Automatic Differentiation tools #1
Description
I think it would be smart to attempt to use the great tools already created if they can fit our needs, or improved to fit our needs. Here's a summary of what I hope to see in JuliaML, and my first impressions of the options.
I want:
- simple macros/methods to take a complex function and produce a type-stable and fast gradient calculation of all free/learnable parameters
- simple definition of new "primitives": losses, penalties, transformations, etc for inclusion in AD
- clean underlying internals (computation graph) so that we can:
- parallelize
- plot
- evolve the structure dynamically
AutoGrad.jl (@denizyuret)
I get the impression that this is very flexible and feature full, but the speed worries me. It seems that the function g
in g = grad(f)
actually contains a forward pass, and graph construction, and a backward pass all in one. Clearly this is not optimal if the graph structure is unchanged in each iteration. If there's a clean way to separate graph construction from a backward gradient calculation, then this package might be really nice. I don't know enough about it to comment on the flexibility of the internal representation though.
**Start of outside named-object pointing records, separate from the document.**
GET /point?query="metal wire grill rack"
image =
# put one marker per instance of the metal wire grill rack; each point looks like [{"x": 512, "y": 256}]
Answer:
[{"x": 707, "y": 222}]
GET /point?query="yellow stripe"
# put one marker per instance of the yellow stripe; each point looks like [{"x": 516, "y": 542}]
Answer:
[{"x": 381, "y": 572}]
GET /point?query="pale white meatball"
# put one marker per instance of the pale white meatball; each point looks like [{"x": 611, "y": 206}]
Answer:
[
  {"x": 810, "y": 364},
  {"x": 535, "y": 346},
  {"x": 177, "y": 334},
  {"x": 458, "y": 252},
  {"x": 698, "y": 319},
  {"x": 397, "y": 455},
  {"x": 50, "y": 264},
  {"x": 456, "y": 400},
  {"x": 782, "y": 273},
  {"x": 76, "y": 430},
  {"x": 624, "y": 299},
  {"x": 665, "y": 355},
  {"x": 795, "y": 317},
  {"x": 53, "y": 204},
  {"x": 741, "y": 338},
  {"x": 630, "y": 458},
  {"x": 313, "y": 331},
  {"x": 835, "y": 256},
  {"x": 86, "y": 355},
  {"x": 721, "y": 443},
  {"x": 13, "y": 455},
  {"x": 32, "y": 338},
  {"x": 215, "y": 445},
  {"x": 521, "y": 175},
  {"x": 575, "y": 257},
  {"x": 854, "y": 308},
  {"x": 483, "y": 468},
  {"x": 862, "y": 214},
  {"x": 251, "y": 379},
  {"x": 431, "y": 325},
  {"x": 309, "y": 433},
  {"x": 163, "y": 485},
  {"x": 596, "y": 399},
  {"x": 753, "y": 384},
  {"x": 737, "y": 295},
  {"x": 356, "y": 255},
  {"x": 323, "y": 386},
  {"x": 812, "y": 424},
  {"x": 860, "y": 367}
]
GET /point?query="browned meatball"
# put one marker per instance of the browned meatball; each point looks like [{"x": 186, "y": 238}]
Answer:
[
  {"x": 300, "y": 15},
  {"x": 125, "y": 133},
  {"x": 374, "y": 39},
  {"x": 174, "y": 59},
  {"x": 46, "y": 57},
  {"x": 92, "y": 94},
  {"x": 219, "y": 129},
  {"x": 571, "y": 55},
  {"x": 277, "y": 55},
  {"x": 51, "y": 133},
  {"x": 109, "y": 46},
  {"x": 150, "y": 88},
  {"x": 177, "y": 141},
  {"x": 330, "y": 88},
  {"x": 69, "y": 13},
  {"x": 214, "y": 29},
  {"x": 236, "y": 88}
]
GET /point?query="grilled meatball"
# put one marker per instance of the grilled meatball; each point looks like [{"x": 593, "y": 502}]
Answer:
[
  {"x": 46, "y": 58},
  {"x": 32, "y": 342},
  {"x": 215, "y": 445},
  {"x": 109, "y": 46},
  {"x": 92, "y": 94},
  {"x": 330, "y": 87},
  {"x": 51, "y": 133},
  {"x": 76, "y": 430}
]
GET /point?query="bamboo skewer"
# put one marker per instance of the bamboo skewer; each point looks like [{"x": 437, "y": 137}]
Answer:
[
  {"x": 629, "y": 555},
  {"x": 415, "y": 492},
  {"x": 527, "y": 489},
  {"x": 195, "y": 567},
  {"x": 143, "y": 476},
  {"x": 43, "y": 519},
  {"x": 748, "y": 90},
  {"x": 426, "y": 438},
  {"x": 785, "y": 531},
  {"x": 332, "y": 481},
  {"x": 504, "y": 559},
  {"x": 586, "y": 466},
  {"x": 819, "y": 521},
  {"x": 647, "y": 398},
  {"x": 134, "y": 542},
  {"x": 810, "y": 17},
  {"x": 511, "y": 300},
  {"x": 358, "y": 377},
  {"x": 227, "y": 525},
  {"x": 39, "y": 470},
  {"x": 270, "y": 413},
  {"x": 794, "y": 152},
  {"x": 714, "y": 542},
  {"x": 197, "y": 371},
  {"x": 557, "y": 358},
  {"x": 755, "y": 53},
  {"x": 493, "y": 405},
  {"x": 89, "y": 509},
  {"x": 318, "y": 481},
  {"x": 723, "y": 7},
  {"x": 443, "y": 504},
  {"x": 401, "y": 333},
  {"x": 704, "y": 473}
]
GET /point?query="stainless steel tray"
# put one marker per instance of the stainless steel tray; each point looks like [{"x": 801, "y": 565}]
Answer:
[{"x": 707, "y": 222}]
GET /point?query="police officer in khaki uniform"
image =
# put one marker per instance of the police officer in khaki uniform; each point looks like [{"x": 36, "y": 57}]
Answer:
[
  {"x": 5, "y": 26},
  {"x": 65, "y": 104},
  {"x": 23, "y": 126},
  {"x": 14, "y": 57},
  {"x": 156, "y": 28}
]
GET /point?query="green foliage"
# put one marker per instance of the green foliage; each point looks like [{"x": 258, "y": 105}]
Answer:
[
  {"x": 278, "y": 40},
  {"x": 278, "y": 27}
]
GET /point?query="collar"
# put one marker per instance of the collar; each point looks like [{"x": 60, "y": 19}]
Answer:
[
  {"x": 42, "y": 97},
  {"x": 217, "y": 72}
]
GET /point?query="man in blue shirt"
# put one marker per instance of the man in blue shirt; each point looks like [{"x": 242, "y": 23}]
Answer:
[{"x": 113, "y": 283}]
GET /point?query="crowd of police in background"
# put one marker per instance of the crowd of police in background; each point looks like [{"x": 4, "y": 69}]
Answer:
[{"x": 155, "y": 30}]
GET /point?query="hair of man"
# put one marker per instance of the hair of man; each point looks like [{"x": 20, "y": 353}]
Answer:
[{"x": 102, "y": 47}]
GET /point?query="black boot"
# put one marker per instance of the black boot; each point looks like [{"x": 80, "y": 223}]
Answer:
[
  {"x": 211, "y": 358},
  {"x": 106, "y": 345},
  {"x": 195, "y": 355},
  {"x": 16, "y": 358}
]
ForwardDiff (@jrevels @lbenet)
Doesn't seem practical for anything beyond toy problems. Unless I'm missing something?
ReverseDiffSource
My gut is that it will be possible to evolve, manipulate, and plot the underlying graph, as it's explicitly built (as opposed to using traces). I worry about the type stability... I think I remember reading about looping through Vector{Any}
objects in hot loops.
ReverseDiffOverload
Last commit was 2 years ago
ReverseDiffSparse (@mlubin)
I don't know much about this yet
Please, add your thoughts and opinions.